Noether supercurrent operator mixing from lattice perturbation theory

TL;DR

This paper computes the one-loop perturbative renormalization and operator mixing of the supercurrent in lattice ${ m N}=1$ Supersymmetric Yang-Mills theory, addressing operator mixing complexities on the lattice.

Contribution

It provides the first two rows of the supercurrent mixing matrix in lattice perturbation theory, including the renormalization of the supercurrent and gauge invariant mixing operator.

Findings

Determined mixing coefficients for supercurrent and related operators.

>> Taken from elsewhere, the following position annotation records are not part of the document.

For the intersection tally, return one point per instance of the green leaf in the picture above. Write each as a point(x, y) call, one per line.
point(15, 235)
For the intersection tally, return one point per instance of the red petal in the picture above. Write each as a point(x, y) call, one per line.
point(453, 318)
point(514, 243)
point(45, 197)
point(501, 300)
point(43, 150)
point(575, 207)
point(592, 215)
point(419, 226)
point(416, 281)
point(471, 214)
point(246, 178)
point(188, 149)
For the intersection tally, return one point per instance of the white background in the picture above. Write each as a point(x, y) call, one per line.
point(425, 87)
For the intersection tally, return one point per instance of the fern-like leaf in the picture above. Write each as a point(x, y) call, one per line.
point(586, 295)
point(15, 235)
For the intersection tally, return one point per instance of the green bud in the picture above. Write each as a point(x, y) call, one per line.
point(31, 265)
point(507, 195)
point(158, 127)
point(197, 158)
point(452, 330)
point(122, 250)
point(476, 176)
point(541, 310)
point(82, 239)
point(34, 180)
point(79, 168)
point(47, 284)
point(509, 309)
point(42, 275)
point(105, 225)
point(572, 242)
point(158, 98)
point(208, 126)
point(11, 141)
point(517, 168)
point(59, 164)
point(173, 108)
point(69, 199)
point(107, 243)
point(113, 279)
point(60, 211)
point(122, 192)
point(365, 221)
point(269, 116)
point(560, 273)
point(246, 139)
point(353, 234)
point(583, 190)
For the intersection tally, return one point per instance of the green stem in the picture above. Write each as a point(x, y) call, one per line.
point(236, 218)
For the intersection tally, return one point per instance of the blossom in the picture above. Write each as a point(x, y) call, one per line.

Performed calculations in both dimensional and lattice regularizations.

Used Wilson fermions with clover improvement on the lattice.

Abstract

In this work we present perturbative results for the renormalization of the supercurrent operator, $S_\mu$, in ${\cal N} =1$ Supersymmetric Yang-Mills theory. At the quantum level, this operator mixes with both gauge invariant and noninvariant operators, which have the same global transformation properties. In total, there are 13 linearly independent mixing operators of the same and lower dimensionality. We determine, via lattice perturbation theory, the first two rows of the mixing matrix, which refer to the renormalization of $S_\mu$, and of the gauge invariant mixing operator, $T_\mu$. To extract these mixing coefficients in the ${\overline{\rm MS}}$ renormalization scheme and at one-loop order, we compute the relevant two-point and three-point Green's functions of $S_\mu$ and $T_\mu$ in two regularizations: dimensional and lattice. On the lattice, we employ the plaquette gluonic action and for the gluinos we use the fermionic Wilson action with clover improvement.